DataWorks allows you to use Lindorm Spark nodes to develop and periodically schedule Lindorm Spark tasks. This topic describes how to use a Lindorm Spark node to develop a task.
Background information
Lindorm is a distributed computing service based on a cloud native architecture. It supports Community Edition computing models and Apache Spark and is in-depth integrated with the features provided by the Lindorm storage engine. Lindorm can use the underlying data storage features and indexing capabilities to efficiently complete distributed jobs. Lindorm meets computing requirements in various scenarios, such as massive data processing, interactive analytics, machine learning, and graph computing.
Prerequisites
(Required if you use a RAM user) The RAM user that you want to use to develop tasks is added to the required workspace and is assigned the Development or Workspace Administrator role. The Workspace Administrator role has extensive permissions, and we recommend that you assign this role to the RAM user only when necessary. For more information about how to add a member to a workspace and grant permissions to the member, see Add workspace members and assign roles to them.
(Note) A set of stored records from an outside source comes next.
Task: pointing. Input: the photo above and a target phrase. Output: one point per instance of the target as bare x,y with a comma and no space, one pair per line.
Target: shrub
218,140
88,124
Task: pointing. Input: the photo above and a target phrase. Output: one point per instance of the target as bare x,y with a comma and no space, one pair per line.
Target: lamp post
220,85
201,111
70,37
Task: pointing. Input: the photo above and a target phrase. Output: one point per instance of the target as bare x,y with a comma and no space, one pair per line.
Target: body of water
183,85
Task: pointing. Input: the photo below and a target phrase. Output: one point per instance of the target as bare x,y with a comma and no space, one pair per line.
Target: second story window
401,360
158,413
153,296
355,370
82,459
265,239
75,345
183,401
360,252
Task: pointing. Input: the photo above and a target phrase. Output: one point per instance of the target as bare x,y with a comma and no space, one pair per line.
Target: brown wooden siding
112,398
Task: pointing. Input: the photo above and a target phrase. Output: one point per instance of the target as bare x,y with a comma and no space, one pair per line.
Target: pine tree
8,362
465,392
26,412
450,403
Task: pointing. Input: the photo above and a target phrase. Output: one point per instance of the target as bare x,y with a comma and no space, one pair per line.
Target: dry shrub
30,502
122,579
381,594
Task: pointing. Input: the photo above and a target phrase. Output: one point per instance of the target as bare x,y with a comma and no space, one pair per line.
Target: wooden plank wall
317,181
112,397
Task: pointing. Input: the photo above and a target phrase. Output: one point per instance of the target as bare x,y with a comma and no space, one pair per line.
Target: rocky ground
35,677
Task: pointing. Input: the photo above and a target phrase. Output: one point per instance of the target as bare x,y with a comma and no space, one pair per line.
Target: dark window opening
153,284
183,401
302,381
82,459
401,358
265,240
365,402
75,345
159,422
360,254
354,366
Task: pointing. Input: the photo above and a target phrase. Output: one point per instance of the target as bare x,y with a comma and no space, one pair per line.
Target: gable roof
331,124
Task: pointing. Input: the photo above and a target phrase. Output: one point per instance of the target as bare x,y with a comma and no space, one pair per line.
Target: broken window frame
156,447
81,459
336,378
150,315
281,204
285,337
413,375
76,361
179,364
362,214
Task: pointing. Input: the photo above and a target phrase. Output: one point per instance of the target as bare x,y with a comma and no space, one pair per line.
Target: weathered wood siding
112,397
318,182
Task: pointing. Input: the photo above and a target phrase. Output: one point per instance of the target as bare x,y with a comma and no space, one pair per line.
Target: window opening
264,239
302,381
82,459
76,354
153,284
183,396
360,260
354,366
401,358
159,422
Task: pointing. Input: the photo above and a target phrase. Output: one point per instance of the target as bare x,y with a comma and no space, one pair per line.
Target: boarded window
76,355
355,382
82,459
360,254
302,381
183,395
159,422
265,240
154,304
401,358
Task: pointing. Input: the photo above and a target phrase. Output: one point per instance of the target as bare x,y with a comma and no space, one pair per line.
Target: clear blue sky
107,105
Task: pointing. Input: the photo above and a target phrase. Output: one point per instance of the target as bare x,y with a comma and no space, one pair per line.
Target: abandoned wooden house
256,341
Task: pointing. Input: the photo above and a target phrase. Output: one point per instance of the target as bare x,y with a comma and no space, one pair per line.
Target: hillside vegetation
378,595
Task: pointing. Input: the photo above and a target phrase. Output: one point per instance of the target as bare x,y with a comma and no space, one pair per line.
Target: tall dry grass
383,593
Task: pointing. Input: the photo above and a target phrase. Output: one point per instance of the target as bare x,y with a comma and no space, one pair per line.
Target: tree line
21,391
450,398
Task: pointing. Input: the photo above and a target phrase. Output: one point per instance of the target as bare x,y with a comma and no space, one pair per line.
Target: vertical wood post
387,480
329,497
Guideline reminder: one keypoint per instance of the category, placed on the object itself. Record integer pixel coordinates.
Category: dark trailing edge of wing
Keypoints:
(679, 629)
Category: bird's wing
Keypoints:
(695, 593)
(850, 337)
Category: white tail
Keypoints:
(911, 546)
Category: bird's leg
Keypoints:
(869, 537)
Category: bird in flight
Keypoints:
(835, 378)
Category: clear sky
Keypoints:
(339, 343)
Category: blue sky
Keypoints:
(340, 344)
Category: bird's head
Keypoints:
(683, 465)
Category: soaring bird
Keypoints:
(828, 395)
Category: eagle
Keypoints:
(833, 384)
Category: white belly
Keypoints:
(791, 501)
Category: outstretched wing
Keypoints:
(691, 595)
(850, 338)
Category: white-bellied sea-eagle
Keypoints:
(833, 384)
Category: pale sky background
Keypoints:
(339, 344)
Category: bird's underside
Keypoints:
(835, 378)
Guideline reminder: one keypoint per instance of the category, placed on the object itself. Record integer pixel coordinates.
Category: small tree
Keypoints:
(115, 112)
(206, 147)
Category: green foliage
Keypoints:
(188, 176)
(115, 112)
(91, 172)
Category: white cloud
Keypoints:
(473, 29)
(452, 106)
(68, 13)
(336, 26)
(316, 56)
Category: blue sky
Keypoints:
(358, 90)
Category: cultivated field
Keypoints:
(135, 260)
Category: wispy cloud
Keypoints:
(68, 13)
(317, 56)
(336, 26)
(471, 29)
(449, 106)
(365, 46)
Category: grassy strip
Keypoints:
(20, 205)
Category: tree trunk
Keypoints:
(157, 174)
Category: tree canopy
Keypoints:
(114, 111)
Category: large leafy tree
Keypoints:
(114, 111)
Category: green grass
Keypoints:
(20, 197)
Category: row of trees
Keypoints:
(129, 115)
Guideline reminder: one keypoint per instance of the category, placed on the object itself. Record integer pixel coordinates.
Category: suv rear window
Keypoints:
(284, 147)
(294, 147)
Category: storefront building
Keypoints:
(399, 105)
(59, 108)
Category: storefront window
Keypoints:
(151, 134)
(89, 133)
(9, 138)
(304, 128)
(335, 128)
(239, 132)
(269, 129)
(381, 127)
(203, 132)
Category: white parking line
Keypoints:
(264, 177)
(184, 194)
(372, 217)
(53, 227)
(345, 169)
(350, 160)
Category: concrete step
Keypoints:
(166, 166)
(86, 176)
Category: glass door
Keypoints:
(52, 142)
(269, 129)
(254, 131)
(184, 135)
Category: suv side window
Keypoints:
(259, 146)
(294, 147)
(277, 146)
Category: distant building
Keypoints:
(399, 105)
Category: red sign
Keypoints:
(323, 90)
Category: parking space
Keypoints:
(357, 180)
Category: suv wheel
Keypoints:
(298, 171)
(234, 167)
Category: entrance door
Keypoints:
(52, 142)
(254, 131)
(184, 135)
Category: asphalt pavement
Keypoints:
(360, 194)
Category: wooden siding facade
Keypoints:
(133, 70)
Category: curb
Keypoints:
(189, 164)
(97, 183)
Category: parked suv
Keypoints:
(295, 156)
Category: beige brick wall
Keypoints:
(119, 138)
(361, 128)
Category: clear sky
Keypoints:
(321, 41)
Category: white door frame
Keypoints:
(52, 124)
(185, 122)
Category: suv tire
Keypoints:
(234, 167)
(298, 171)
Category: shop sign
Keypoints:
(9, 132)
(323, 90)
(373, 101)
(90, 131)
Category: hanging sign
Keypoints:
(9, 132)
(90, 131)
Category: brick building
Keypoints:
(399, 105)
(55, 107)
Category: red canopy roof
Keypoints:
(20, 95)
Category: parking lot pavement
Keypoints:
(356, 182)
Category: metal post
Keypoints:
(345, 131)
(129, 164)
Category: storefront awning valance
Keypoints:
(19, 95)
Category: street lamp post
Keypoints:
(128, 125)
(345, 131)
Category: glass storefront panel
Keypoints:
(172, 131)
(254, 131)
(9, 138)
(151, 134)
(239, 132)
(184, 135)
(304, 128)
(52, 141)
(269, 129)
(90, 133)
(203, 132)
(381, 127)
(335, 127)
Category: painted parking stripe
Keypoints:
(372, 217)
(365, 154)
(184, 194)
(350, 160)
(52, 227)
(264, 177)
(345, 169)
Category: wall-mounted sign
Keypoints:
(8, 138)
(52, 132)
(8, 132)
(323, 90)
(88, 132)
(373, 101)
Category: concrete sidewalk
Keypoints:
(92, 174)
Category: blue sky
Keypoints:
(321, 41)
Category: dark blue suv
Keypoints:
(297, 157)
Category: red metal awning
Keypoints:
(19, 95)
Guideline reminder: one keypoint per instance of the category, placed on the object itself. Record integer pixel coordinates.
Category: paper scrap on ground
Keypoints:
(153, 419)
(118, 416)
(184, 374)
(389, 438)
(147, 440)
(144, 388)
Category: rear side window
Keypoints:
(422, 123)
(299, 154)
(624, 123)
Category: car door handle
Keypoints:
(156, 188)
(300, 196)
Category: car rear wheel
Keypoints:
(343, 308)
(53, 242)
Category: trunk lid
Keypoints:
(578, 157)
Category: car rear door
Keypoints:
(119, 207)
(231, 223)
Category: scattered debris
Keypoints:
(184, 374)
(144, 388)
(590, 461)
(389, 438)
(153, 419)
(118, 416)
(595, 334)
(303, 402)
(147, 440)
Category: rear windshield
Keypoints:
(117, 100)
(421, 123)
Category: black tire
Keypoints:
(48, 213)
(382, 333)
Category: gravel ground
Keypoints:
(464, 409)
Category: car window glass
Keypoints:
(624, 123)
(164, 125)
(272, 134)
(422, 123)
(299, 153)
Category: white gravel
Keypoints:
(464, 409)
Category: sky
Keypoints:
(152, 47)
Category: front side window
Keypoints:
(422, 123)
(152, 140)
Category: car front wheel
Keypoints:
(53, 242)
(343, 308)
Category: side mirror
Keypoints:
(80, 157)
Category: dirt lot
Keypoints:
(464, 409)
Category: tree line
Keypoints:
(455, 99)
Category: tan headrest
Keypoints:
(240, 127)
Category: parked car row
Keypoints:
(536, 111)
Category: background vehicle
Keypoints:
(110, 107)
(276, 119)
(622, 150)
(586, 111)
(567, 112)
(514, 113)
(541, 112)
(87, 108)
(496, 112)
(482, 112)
Note If you use an Alibaba Cloud account, ignore this prerequisite.
A Lindorm instance is created and associated with the required workspace as a computing resource. For more information, see Add a Lindorm computing resource.
Configure the Lindorm Spark node
On the configuration tab of the Lindorm Spark node, you can configure the node by using a JAR package or .py
file based on the language type (such as Java, Scala, and Python).
Configure the Lindorm Spark node in Java or Scala
In the following example, the sample program SparkPi is used to describe how to configure and use a Lindorm Spark node.
Upload a JAR package
You must upload a sample JAR package to LindormDFS and copy the storage location of the JAR package so that you can run the JAR package in node configuration.
Prepare a sample JAR package.
Download the sample JAR package spark-examples_2.12-3.3.0.jar to your computer.
Upload the JAR package to LindormDFS.
Log on to the Lindorm console. In the top navigation bar, select a desired region. Find the Lindorm instance that you created on the Instances page.
Click the name of the instance in the Instance ID/Name column to go to the instance details page.
In the left-side navigation pane, click Compute Engine.
On the Job Management tab of the Compute Engine page, click Upload Resource.
On the xxx page, click the dashed line box area for uploading, find and open the JAR package resource you downloaded.
Click Upload.
Copy the storage path of the sample JAR package.
On the Job Management tab, find the JAR package that you uploaded below Upload Resource. Click the
icon to the left of the package to copy the storage path of the JAR package in LindormDFS.
Configure the Lindorm Spark node
You can configure the parameters that are described in the following table to configure the Lindorm Spark node.
Language | Parameter | Description |
Java or Scala | Main JAR Resource | Enter the storage path of the sample JAR package that you copied in the Upload a JAR package section. |
Main Class | The main class of the task in the compiled JAR package. The name of the main class in sample code is org.apache.spark.examples.SparkPi . |
Parameters | The parameters that you want to configure in the code. You can configure parameters as dynamic parameters in the ${var} format. |
Configuration Items | You can configure Spark program runtime parameters here. For more information about Spark property parameter settings, see Job configuration instructions. |
Configure the Lindorm Spark node in Python
In the following example, a sample Spark program is used to calculate the value of pi (π) and describe how to configure and use a Lindorm Spark node.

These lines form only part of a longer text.